Jalannya Pra Piala Dunia 2018 kali ini memang penuh kejutan. Timnas raksasa seperti Argentina dan Portugal harus mendapatkan tiket dengan terseok-seok. Timnas non unggulan justru beberapa berhasil mengantongi tiket dengan mulus, seperti Mesir dan Maroko.
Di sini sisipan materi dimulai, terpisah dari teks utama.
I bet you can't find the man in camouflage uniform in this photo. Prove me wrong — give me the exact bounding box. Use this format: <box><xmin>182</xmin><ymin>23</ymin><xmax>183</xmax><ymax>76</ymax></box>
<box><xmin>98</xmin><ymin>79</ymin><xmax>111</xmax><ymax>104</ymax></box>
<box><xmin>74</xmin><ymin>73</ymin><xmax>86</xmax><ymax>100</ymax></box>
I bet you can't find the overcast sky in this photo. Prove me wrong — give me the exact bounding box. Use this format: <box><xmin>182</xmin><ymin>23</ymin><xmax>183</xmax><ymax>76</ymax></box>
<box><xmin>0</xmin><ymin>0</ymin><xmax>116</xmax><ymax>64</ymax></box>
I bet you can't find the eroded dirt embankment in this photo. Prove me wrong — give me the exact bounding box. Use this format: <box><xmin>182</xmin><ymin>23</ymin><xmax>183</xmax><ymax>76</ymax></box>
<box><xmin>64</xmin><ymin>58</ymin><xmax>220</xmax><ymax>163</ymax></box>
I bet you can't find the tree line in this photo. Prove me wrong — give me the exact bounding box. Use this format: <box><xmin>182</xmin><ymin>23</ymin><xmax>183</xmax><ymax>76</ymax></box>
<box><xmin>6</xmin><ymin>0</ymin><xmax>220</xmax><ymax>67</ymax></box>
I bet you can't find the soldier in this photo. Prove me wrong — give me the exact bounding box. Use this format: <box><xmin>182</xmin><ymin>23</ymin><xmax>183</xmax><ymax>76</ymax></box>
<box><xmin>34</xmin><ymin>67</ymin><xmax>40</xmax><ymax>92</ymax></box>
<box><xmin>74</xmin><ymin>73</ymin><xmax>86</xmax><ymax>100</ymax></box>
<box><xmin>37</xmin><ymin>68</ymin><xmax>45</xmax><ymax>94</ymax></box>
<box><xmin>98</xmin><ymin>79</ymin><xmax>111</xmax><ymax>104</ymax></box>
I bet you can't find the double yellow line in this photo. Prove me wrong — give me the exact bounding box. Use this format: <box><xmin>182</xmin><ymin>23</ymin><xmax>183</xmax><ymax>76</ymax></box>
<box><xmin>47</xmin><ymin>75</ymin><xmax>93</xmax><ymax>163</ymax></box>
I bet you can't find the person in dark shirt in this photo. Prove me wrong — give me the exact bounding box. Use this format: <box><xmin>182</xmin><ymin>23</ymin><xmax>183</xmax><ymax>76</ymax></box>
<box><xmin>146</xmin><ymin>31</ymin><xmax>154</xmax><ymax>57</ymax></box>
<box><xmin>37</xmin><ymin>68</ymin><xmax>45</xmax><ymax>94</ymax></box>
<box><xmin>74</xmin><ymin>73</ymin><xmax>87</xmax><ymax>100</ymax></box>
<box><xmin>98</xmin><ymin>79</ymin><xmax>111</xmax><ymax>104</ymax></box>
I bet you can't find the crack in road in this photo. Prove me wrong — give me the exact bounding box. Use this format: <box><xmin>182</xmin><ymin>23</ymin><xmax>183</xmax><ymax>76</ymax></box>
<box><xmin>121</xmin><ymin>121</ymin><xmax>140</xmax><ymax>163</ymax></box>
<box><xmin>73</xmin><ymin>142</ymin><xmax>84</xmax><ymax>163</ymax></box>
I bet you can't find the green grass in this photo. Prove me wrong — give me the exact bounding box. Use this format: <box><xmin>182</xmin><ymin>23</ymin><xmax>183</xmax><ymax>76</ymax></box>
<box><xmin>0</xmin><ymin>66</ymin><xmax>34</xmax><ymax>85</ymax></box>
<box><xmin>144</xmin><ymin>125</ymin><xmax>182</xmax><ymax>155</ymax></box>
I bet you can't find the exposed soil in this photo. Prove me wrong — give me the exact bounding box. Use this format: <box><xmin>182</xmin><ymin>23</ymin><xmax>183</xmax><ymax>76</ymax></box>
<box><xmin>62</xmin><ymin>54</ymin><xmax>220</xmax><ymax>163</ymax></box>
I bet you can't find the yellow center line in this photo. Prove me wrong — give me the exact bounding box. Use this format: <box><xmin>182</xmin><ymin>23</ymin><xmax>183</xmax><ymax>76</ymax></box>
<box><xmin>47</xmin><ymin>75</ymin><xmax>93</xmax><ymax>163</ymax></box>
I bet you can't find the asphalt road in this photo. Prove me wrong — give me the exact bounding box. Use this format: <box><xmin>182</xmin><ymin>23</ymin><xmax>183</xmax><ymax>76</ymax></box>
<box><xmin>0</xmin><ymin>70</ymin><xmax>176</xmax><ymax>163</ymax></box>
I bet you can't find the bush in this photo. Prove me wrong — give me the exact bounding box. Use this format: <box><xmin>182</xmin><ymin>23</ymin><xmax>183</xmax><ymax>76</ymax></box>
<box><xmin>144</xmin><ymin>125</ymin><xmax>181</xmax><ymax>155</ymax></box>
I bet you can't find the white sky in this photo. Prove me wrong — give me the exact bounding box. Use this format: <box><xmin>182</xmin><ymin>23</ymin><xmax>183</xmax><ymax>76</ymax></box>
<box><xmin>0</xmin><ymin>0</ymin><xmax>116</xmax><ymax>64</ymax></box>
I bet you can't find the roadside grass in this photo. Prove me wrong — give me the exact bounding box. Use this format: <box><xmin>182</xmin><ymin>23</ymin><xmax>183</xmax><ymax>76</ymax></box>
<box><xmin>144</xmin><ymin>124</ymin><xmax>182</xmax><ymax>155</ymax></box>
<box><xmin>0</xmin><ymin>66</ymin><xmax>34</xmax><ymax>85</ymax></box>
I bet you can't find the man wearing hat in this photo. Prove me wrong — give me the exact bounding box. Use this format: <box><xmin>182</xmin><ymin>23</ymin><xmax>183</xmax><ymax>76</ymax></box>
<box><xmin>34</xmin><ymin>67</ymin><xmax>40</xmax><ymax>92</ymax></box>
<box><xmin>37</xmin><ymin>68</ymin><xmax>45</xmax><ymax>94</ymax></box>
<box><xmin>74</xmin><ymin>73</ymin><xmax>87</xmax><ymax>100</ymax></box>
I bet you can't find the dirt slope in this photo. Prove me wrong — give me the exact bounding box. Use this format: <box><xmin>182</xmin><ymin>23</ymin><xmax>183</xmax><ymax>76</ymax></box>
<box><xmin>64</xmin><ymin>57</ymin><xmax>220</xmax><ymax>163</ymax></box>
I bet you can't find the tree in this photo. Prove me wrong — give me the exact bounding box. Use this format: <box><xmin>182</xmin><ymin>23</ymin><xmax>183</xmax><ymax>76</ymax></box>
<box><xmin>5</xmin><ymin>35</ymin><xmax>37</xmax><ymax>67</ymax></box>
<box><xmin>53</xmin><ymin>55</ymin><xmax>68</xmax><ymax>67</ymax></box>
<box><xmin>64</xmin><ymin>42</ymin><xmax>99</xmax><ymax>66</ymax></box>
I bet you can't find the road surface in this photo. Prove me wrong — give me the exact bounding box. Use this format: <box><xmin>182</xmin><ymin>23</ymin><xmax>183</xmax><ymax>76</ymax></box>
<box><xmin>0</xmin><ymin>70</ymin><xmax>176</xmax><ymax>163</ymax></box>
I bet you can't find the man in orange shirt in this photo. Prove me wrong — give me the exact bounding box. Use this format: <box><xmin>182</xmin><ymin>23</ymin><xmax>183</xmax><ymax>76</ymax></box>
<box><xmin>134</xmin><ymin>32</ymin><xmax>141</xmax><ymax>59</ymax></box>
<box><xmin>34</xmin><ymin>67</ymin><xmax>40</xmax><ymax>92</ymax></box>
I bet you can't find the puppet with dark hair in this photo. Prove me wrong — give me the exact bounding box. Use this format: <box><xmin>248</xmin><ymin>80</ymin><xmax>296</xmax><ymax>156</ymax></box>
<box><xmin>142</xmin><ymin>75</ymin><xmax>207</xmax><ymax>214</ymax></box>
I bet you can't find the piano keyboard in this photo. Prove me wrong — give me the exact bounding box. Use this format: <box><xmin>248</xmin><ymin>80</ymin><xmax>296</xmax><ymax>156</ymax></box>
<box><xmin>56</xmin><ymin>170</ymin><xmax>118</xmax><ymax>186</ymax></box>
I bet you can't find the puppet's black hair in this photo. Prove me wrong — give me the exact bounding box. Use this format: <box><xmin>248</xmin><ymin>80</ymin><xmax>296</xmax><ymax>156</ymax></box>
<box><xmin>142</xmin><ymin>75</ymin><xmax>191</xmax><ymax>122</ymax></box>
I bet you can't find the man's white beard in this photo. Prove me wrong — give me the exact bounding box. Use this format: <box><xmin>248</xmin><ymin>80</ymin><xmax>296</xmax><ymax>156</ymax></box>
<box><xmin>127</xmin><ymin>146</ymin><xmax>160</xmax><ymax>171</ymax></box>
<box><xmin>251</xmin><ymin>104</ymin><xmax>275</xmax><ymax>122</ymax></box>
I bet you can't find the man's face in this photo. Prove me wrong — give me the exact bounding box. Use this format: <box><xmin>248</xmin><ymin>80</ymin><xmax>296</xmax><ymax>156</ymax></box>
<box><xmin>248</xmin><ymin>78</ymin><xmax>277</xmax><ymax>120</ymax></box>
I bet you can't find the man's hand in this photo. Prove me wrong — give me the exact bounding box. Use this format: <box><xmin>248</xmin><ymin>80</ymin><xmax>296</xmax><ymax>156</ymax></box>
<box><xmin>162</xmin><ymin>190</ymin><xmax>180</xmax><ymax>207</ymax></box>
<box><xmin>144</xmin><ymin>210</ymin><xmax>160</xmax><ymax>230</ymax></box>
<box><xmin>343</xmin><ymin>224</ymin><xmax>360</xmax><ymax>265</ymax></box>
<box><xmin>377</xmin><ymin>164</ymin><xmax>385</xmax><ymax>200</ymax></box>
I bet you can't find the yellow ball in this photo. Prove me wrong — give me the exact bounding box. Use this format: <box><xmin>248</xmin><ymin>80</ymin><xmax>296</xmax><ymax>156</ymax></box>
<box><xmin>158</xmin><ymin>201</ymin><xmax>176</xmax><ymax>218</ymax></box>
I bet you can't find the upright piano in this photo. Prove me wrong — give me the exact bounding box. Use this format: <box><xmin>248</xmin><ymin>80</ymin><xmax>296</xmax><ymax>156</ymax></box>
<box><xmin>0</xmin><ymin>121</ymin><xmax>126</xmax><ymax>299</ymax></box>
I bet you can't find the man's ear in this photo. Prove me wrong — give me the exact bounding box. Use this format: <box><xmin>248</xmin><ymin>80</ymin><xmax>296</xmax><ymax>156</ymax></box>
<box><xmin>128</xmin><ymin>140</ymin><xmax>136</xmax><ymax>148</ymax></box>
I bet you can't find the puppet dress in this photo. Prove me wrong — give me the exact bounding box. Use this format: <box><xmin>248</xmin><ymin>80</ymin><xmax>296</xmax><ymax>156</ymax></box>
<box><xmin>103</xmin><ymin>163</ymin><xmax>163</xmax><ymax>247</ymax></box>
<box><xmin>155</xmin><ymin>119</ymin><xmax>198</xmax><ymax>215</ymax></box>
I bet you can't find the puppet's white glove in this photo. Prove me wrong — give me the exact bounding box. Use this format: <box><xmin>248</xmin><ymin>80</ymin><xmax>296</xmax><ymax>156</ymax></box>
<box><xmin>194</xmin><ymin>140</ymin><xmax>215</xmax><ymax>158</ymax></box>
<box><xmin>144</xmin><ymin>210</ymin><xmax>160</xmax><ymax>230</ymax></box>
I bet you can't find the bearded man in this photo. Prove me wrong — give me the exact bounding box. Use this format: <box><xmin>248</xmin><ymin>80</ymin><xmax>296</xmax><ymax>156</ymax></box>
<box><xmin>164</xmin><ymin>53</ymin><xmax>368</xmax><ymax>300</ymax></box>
Dinamika ini menggambarkan perkembangan mutakhir dunia sepakbola. Dikotomi timnas atau klub unggulan dan non unggulan sudah kurang relevan. Filosofi bola adalah bundar justru semakin menunjukkan realitanya. Peluang menang dalam setiap pertandingan lepas dari mana pun yang bertanding menjadi imbang dan sulit terprediksikan.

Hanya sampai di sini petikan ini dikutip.